Having learned that the dull taste of much bread these days is mainly a reflection of what is put in the dough and the length or more likely the brevity, of the bake, I decided on some self help and acquired a new fangled home bread baking machine.
The new breadbaker has a number of dials and options and a digital clock so trying to master the controls is a little like trying to operate a new DVD recording machine. Either the trouble is taken to get to grips with the instructions on day one, or the machine will only ever be used in a basic mode with most of its more interesting bells and whistles going to waste. I spent hours yesterday evening doing some bread baking homework much to the amusement of mrs maytrees and visiting Irish sister in law.
When eventually the real baking process was about to begin with preparation of the inaugural dough mix, disaster almost struck. Yeast, flour water olive oil and so on, were all stashed in the kitchen storage cupboards but one of the ingredients was malt, in repesct of which the maytrees' cupboards were bare. Being too impatient to wait until the next day improvisation was the name of the game.I spied a main ingredient on the Horlicks jar named as malt so a little Horlicks powder was sneeked in with the yeast.

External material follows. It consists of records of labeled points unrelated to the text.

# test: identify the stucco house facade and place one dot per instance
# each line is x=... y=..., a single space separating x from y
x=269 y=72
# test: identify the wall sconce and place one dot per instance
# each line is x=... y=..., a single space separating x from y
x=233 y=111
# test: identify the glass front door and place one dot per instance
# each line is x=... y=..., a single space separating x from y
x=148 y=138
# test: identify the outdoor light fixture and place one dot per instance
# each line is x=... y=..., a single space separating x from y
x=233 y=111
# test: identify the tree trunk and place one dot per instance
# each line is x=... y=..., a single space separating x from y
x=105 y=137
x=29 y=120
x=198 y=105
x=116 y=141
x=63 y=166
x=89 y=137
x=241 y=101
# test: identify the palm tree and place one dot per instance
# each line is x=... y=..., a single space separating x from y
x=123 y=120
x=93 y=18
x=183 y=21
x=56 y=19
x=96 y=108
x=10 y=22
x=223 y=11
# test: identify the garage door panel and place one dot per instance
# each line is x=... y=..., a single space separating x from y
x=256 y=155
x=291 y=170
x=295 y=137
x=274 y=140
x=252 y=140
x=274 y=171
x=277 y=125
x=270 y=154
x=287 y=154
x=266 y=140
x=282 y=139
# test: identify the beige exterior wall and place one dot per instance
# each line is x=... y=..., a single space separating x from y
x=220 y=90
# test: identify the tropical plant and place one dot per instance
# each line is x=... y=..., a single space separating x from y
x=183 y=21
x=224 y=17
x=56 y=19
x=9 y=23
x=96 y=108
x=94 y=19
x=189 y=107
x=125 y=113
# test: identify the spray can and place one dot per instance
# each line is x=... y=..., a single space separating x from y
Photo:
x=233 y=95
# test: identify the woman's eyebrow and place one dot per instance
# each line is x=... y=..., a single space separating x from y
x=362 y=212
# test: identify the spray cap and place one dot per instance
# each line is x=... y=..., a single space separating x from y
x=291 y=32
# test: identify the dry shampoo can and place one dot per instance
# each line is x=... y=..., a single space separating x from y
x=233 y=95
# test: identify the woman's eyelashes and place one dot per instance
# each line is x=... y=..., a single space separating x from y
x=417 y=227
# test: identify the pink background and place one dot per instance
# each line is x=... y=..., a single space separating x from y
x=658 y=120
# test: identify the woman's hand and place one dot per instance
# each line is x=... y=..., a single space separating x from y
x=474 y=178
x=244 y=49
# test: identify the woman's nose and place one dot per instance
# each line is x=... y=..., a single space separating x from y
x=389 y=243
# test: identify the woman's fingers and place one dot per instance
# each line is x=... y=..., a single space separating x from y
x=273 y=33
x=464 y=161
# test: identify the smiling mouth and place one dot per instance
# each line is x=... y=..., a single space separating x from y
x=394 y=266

By coffee time the next morning the first loaf was... actually not bad at all.
As the day job involves much pen pushing and not a little time spent at a desk, making something even only very slightly physically creative in the kitchen, is surprisingly enjoyable as is the product of those (admittedly little) labours.
Will the feeling and those labours last though, or is baking bread going to be a mere nine day wonder?